将少层石墨烯 (FLG) 复合材料集成到利用波动传输的高灵敏度动态光电探测器和传感器中

• 批准号: 561065-2020
• 负责人: Kim, Seonghwan
• 金额: $ 3.64万
• 依托单位: University of Calgary
• 依托单位国家: 加拿大
• 项目类别: Alliance Grants
• 财政年份: 2020
• 资助国家: 加拿大
• 起止时间: 2020-01-01 至 2021-12-31
• 项目状态: 已结题
• 来源: https://www.nserc-crsng.gc.ca/ase-oro/Details-Detailles_eng.asp?id=707334
• 关键词: Integration; few; layer; graphene; FLG

Graphene is an exotic photoelectronic material of choice of this decade. It exhibits unique broadband optical absorption characteristics and metal like transport properties. Graphene's Fermi level coincides with the electron and hole states giving it high charge carriers mobility in excess of 15000 cm2V-1s-1 and electric current density sustenance million times higher than copper. This unique advantage makes the realization of broadband photodetectors possible that far exceeds the capabilities of conventional photodetectors both in bandwidth and responsiveness despite its one-atom layer thickness and has attracted significant interest in photonics applications. Graphene research as such has emerged as a translational nanotechnology bridging academic research to state-of-the-art applications and continues to do so by exploiting these unique properties. Few-layer-graphene (FLG) has also received much attention recently because of its promising bandgap tunability and acute temperature sensitivity. Our proposed research is to take up the challenge of identifying prospective FLG and FLG-composites that exhibit high photo-responsive gain with tunable bandwidth properties that can have a transformative impact in the photonics and imaging sensors industry. The project will delve into developing novel resonance-based FLG-photodetectors and sensors that would also tap on to the global photonics market that is expected to reach $970.5 billions by 2027. We will demonstrate proof-of-concept of developing novel high-gain photoelectronic devices with transparent and flexible form factors. Graphene's unique optical and electrical properties have the potential to make a profound impact in Information and Communications Technology in the short and long term. FLG-components integrated with silicon-based electronics will usher substantial performance improvements supporting huge data loads and enabling completely new applications. In the long run seamlessly integrating photonic devices, sensors, and gadgets into Smart Internet of Things is envisioned.
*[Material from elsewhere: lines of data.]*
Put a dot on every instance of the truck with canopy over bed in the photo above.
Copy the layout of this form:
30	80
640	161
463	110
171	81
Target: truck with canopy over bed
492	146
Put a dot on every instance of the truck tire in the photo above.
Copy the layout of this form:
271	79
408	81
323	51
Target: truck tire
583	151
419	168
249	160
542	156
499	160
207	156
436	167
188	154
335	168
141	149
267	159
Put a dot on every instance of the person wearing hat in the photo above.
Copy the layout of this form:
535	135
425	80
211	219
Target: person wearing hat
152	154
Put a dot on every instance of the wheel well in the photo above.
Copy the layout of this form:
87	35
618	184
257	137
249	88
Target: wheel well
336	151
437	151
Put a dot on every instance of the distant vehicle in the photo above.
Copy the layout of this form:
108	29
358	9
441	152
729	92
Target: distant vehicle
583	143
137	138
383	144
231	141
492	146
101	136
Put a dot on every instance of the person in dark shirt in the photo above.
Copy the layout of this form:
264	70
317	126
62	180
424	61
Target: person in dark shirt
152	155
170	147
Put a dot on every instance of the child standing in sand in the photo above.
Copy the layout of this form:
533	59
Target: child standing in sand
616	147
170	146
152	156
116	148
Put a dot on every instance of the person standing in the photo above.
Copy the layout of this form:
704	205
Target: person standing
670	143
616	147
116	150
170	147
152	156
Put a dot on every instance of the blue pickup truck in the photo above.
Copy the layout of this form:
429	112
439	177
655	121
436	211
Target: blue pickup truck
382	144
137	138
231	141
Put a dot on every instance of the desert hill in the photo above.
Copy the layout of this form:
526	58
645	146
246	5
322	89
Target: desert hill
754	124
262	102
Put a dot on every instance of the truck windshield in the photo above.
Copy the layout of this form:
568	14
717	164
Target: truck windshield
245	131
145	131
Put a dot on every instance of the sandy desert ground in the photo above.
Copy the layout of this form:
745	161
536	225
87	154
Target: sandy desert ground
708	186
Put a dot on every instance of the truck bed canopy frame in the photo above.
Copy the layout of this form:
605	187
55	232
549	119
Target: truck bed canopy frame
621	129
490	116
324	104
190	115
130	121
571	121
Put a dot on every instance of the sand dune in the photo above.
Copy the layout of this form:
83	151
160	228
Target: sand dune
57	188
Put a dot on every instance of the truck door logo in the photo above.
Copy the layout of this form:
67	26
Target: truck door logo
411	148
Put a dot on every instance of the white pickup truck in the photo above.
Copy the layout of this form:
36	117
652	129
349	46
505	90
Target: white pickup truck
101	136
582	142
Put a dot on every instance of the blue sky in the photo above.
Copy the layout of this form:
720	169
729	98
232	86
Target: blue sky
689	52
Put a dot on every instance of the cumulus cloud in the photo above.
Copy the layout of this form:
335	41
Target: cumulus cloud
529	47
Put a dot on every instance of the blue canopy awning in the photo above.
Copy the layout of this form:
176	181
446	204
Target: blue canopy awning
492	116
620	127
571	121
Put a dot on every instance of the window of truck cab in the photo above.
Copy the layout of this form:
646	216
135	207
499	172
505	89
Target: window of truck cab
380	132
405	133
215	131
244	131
石墨烯是近十年来一种新型的光电材料。它表现出独特的宽带光吸收特性和类似金属的输运特性。石墨烯的费米能级与电子和空穴态一致，使其具有超过15000 cm 2 V-1 s-1的高电荷载流子迁移率和比铜高百万倍的电流密度。这种独特的优势使得宽带光电探测器的实现成为可能，尽管其单原子层厚度，但其在带宽和响应性方面远远超过常规光电探测器的能力，并且在光子学应用中引起了极大的兴趣。石墨烯研究本身已经成为一种将学术研究与最先进的应用相结合的转化纳米技术，并通过利用这些独特的特性继续这样做。少层石墨烯（FLG）由于其良好的带隙可调性和温度敏感性而受到广泛关注。我们提出的研究是要接受识别具有高光响应增益和可调带宽特性的前瞻性FLG和FLG复合材料的挑战，这些特性可以在光子学和成像传感器行业产生变革性影响。该项目将致力于开发新型的基于共振的FLG光电探测器和传感器，这些探测器和传感器也将进入全球光子学市场，预计到2027年将达到9705亿美元。我们将展示开发具有透明和灵活形状因子的新型高增益光电器件的概念验证。石墨烯独特的光学和电学特性有可能在短期和长期内对信息和通信技术产生深远的影响。与硅基电子器件集成的FLG组件将带来实质性的性能改进，支持巨大的数据负载，并实现全新的应用。从长远来看，可以将光子设备，传感器和小工具无缝集成到智能物联网中。